Tim Hunter Post:
Norbert came across this paper, which defines a kind of probabilistic minimalist grammar based on Ed Stabler's formalisation of (non-probabilistic) minimalist grammars, and asked how one might try to sum up "what it all means". I'll mention two basic upshots of what we propose: the first is a simple point about the compatibility of minimalist syntax with probabilistic techniques, and the second is a more subtle point about the significance of the particular nuts and bolts (e.g. merge and move operations) that are hypothesised by minimalist syntacticians. Most or all of this is agnostic about whether minimalist syntax is being considered as a scientific hypothesis about the human language faculty, or as a model that concisely captures useful generalisations about patterns of language use for NLP/engineering purposes.
Norbert noted that it is relatively rare to see minimalist syntax combined explicitly with probabilities and statistics, and that this might give the impression that minimalist syntax is somehow "incompatible" with probabilistic techniques. The straightforward first take-home message is simply that we provide an illustration that there is no deep in-principle incompatibility there.
This, however, is not a novel contribution. John Hale (2006) combined probabilities with minimalist grammars, but this detail was not particularly prominent in that paper because it was only a small piece of a much larger puzzle. The important technical property of Stabler's formulation of minimalist syntax that Hale made use of had been established even earlier: Michaelis (2001) showed that the well-formed derivation trees can be defined in the same way as those of a context-free grammar, and given this fact probabilities can be added in essentially the same straightforward way that is often used to construct probabilistic context-free grammars. So everything one needs for showing that it is at least possible for these minimalist grammars to be supplemented with probabilities has been known for some time.
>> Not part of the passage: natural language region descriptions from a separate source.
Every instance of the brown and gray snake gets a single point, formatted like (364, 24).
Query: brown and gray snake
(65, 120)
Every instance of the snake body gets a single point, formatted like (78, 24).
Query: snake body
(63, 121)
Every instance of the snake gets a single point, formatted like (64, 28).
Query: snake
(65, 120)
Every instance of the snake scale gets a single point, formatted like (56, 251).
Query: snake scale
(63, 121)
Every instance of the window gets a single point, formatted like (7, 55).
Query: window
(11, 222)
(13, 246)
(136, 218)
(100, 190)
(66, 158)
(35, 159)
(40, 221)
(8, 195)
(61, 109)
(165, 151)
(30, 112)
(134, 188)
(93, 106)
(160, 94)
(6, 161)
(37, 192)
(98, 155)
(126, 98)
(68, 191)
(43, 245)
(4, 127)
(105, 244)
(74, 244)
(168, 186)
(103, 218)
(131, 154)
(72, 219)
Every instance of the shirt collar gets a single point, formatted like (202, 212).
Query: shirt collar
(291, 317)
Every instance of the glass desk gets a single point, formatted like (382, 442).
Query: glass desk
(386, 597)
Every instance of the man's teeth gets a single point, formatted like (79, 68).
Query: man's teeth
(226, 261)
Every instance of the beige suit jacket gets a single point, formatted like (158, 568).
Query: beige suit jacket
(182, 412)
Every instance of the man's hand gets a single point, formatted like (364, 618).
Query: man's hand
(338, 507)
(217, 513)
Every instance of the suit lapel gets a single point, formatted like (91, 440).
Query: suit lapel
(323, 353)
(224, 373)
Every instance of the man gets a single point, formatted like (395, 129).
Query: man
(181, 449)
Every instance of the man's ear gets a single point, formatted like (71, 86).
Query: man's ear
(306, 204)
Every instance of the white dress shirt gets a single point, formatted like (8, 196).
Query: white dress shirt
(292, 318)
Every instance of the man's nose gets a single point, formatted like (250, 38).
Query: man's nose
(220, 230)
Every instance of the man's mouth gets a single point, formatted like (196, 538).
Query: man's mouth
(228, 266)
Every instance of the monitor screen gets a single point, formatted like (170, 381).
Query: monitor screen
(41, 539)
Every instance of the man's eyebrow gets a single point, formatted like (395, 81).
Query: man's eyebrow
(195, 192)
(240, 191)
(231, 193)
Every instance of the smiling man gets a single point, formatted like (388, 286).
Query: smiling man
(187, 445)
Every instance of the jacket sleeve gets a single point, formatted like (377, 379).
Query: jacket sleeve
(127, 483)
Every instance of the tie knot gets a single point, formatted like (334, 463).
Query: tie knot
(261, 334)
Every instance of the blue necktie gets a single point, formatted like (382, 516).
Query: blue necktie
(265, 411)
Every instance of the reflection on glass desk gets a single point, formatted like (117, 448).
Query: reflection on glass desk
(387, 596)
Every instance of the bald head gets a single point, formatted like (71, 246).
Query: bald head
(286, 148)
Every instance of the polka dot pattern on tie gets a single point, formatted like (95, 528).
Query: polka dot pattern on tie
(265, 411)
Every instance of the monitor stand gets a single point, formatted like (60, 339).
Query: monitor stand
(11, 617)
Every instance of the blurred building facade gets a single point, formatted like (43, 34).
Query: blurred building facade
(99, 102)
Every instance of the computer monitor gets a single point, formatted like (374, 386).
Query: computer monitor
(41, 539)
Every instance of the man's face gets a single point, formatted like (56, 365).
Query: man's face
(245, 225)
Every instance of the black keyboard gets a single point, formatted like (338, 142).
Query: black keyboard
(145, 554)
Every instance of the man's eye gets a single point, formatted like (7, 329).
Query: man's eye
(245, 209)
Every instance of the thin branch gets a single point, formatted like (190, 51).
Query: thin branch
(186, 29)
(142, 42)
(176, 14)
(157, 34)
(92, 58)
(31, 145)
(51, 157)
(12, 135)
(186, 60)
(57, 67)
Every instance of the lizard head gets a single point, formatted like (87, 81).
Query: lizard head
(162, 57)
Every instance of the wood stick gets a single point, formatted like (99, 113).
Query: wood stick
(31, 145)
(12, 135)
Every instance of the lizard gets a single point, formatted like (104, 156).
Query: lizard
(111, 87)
While the straightforward Hale/Michaelis approach should dispel any suspicions of a deep in-principle incompatibility, there is a sense in which it does not have as much in common with (non-probabilistic) minimalist grammars as one might want or expect. The second, more subtle take-home message from our paper is a suggestion for how to build on the Hale/Michaelis method in a way that better respects the hypothesised grammatical machinery that distinguishes minimalist/generative syntax from other formalisms.
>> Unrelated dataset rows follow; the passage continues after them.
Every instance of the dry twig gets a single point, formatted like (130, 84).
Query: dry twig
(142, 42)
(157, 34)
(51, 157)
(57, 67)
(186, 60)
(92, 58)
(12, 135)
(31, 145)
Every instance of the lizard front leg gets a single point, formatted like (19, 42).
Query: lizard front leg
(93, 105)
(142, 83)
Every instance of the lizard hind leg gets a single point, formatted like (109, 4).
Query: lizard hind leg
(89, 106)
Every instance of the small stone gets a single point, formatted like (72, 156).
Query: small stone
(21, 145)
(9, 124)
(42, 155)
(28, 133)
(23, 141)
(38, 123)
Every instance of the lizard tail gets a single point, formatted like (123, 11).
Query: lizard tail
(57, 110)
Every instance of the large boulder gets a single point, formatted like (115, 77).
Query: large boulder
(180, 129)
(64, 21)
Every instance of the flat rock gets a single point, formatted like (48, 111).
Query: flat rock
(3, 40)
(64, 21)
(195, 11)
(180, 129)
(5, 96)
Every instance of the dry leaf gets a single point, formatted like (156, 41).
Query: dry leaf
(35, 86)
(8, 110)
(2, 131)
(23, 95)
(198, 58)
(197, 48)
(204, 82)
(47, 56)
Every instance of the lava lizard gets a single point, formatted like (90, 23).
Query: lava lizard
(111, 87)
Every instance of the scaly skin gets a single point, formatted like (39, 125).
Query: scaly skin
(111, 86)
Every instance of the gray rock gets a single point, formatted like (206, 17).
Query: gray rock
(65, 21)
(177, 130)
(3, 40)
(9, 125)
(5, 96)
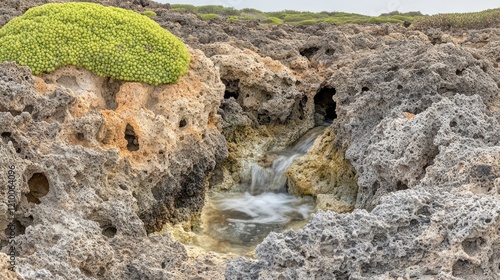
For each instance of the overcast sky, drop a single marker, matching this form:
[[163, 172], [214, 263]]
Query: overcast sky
[[366, 7]]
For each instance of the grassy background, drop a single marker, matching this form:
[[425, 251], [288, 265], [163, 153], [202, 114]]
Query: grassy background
[[482, 19]]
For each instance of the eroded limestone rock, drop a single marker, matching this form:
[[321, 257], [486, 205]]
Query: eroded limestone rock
[[325, 174], [411, 234], [100, 163]]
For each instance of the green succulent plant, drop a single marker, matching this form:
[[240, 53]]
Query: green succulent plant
[[149, 14], [111, 42], [232, 19], [209, 16]]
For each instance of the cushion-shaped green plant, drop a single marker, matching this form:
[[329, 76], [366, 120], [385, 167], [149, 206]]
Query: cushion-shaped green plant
[[108, 41]]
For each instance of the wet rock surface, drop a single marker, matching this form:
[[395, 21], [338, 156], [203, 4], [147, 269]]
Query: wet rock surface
[[103, 164]]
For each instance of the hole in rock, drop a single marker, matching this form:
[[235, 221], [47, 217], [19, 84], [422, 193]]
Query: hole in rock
[[132, 139], [325, 106], [232, 89], [400, 186], [110, 87], [467, 270], [330, 52], [109, 231], [309, 52], [182, 123], [39, 187], [157, 192], [473, 245], [302, 104], [237, 220], [80, 136], [15, 228], [28, 108]]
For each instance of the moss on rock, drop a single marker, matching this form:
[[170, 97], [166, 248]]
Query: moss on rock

As mentioned above, an important fact for the Hale/Michaelis method is that minimalist derivations can be given a context-free characterisation; more precisely, any minimalist grammar can be converted into an equivalent multiple context-free grammar (MCFG), and it is from the perspective of this MCFG that it becomes particularly straightforward to add probabilities. The MCFG that results from this conversion, however, "misses generalisations" that the original minimalist grammar captured. (The details are described in the paper, and are reminiscent of the way GPSG encodes long-distance dependencies in context-free machinery by using distinct symbols for, say, "verb phrase" and "verb phrase with a wh-object", although MCFGs do not reject movement transformations in the way that GPSG does.) In keeping with the slogan that "Grammars tell us what to count, and statistical methods tell us how to do the counting", in the Hale/Michaelis method it is the MCFG that tells us what to count, not the minimalist grammar that we began with. This means that the things that get counted are not defined by notions such as merge and move operations, theta roles or case features or wh features, which appeared in the original minimalist grammar; rather, the counts are tied to less transparent notions that emerge in the conversion to the MCFG.
We suggest a way around this hurdle, which allows the "what to count" question to be answered in terms of merge and move and feature-checking and so on (while still relying on the context-free characterisation of derivations to a large extent). The resulting probability model therefore works within the parameters that one would intuitively expect to be laid out for it by the non-probabilistic machinery that defines minimalist syntax; to adopt merge and move and feature-checking and so on is to hypothesise certain joints at which nature is to be carved, and the probability model we propose works with these same joints. Therefore to the extent that this kind of probability model fares empirically better than others based on different nuts and bolts, this would (in principle, prima facie, all else being equal, etc.) constitute evidence in favour of the hypothesis that merge and move operations are the correct underlying grammatical machinery.